2 Search problems
“Search” is such a broad term that this entire book could be called Classic Search Problems in Python. This chapter is about core search algorithms that every programmer should know. It does not claim to be comprehensive, despite the declaratory title.
2.1 DNA search
Genes are commonly represented in computer software as a sequence of the characters A, C, G, and T. Each letter represents a nucleotide, and the combination of three nucleotides is called a codon. This is illustrated in figure 2.1. A codon codes for a specific amino acid that together with other amino acids can form a protein. A classic task in bioinformatics software is to find a particular codon within a gene.
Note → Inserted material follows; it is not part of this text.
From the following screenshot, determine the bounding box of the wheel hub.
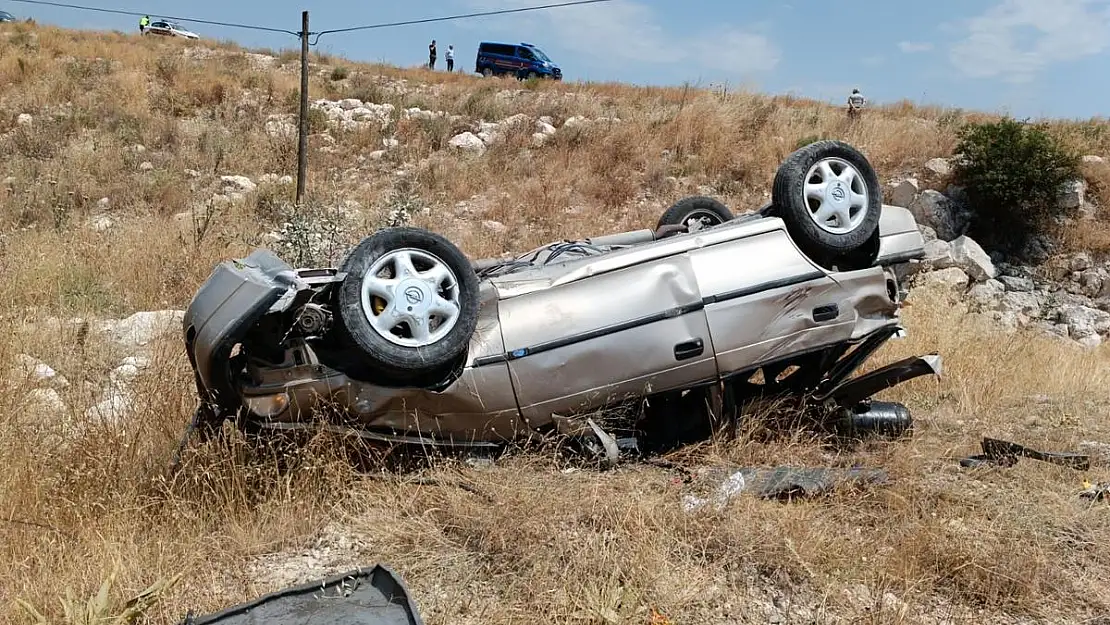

Figure 2.1 A nucleotide is represented by one of the letters A, C, G, and T. A codon is composed of three nucleotides, and a gene is composed of multiple codons.
2.1.1 Storing DNA
We can represent a nucleotide as a simple enum with four cases.
Listing 2.1 Gene.java
package chapter2;
import java.util.ArrayList;
import java.util.Collections;
import java.util.Comparator;
public class Gene {
public enum Nucleotide {
A, C, G, T
}
Codons can be defined as a combination of three Nucleotides. The constructor for the Codon class converts a String of three letters into a Codon. To implement search methods, we will need to be able to compare one Codon to another. Java has an interface for that, Comparable.